There were kids on the verge of exclusion from school because of their behavioural issues. Playing games had a really positive effect on their behaviour.
"We just worked it out for ourselves," he says. "There was some information online, mostly from American public libraries and colleges," but that didn't cover the practicalities of how to catalogue, shelve and lend games, most of which they had to devise on their own. They quickly worked out a number of tricks: scrap box inserts, put everything in bags, include a contents list in the box, and don't get upset if games come back dented or incomplete.
"When you're lending items, sometimes they're going to be damaged or bits are lost. We already lend out books that are £50, 60, 70," he says. "Most games we get a good number of issues out of before there are any problems. Publishers have been very good about sending replacement parts."
The main problem they've found is that people aren't as respectful about the loan period on games as they would be on books, sometimes hanging onto them for three or even six months.
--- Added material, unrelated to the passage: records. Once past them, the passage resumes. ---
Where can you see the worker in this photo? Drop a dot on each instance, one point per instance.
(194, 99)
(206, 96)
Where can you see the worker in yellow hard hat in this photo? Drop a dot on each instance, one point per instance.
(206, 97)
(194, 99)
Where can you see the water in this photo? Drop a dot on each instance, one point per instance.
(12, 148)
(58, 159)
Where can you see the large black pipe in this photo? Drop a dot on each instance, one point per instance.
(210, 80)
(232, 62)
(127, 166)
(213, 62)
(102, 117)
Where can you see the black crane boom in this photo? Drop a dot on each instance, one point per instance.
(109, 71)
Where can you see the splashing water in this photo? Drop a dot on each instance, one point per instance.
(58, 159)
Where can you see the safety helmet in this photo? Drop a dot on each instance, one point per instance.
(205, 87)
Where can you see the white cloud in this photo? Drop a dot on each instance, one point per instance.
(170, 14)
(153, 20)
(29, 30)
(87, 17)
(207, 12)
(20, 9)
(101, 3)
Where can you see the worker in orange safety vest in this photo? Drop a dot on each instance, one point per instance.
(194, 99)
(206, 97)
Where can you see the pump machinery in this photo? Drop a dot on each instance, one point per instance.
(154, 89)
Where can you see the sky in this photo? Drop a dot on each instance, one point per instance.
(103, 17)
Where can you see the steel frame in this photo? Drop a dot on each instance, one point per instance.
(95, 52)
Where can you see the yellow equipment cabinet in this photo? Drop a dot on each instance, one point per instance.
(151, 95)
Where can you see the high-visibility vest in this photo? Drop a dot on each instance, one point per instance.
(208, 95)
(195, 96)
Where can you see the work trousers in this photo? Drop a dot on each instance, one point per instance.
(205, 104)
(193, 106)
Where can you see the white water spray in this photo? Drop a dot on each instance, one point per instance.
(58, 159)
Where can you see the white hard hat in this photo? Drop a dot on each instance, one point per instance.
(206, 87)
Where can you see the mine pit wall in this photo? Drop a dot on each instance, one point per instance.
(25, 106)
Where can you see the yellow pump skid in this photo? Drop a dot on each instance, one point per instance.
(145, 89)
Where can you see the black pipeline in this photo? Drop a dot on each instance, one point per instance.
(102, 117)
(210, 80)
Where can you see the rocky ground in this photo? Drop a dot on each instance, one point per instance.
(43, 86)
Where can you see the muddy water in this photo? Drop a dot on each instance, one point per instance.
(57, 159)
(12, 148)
Stringer has one major regret: an early acquisition for the library was the Fantasy Flight Games edition of Fury of Dracula, a game he wanted to try himself, but the first person to borrow it never brought it back.
After a conference where he spoke about the success of the lending scheme, Stringer met more librarians interested in following suit, and word has been spreading, along with ideas about best practice, what's been found to work and what doesn't. He has helped several other libraries to start similar schemes, including Gill and her colleagues at Westminster Libraries, and is happy to advise others.
"Games are a good fit for libraries," he says: they're good for adults and children, they offer social interaction in a safe space, and there are positive educational aspects too. "All the benefits of reading also apply to board games." Like Westminster, Newcastle has been running events in-library alongside its lending collection, with social deduction games Werewolf and Blood on the Clocktower proving particularly popular.
Not all libraries are as enthusiastic about games; while the British Library has a copy of every book published in the UK, its board game collection extends to a few examples from the 18th and 19th centuries, and you can't borrow them. But even that august institution hosted a games event in its lobby in December as part of its exhibition on fantasy in literature, with a good range of modern titles and a healthy attendance.
If the greatest library in the country can see the benefits of bringing games into its spaces, it's hard to deny their place alongside books, CDs, DVDs and other items that your library card let you borrow. Just don't run off with the copy of Fury of Dracula.